Right away in chapter 21 it  says that the "...king and the duke turned out by-and-by looking pretty rusty; but after they jumped overboard and took a swim it chippered them up a good deal." By jumping overboard into the river the two had to have gone under water, and from Lit like a Professor, that symbolizes baptism. I don't really understand what they could be getting cleansed from because the book hasn't said a whole lot about their past, besides the lies of who they are maybe?

Then the two start talking about " ...all kinds of adventures they'd had in other times along the river." Maybe they used to be a whole new type of person a long time back and being back on the water, a place of refuge of society, they brought up the memories to share together.

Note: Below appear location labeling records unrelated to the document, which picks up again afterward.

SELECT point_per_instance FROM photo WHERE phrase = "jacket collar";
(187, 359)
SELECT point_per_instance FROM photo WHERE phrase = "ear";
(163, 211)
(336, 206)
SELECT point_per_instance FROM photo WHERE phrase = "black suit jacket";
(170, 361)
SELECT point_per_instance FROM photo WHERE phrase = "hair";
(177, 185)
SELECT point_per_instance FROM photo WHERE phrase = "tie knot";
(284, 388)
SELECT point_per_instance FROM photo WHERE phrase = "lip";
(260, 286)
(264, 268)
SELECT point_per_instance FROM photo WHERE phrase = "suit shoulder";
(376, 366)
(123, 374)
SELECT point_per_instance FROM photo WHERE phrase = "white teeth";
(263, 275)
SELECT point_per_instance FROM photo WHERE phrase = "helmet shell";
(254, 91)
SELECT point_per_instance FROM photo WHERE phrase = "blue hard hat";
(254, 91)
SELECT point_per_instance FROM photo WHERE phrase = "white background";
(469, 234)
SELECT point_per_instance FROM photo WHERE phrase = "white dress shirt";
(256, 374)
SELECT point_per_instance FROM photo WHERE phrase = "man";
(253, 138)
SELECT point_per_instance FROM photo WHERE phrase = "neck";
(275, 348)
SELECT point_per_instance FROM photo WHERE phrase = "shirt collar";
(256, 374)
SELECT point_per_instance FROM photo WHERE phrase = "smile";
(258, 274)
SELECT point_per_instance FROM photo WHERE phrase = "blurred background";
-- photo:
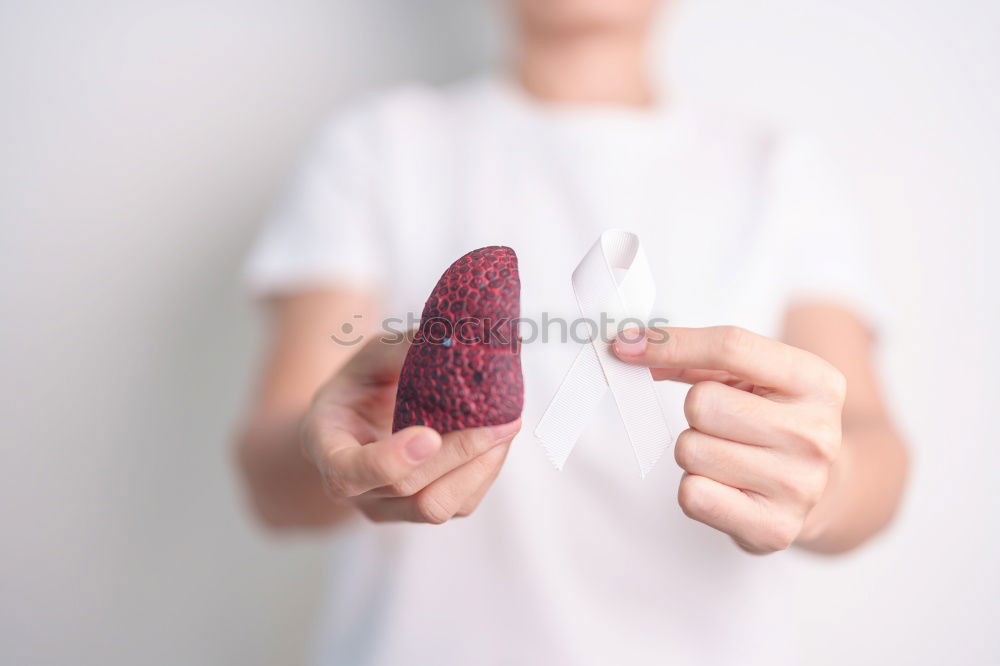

I also thought it was odd/funny how Huck was describing the duke while he was tring to remember the speech for their play (Or come up with it is more like it). "...he went marchign up and down, thinking, and frowning...then he would hoist up his eyebrows; next he would squeeze his had on his forehead and stagger back...moan...sigh, and next he'd let on to drop a tear." The guy must have been quite emotional in trying to remember something he half put together himself. Then the best part was how he concluded all of the dukes emotions, and huck's reaction, into one sentance: "it was beautiful to see him." For soem odd reason that made me laugh because it seems to me that the duke was a complete disaster!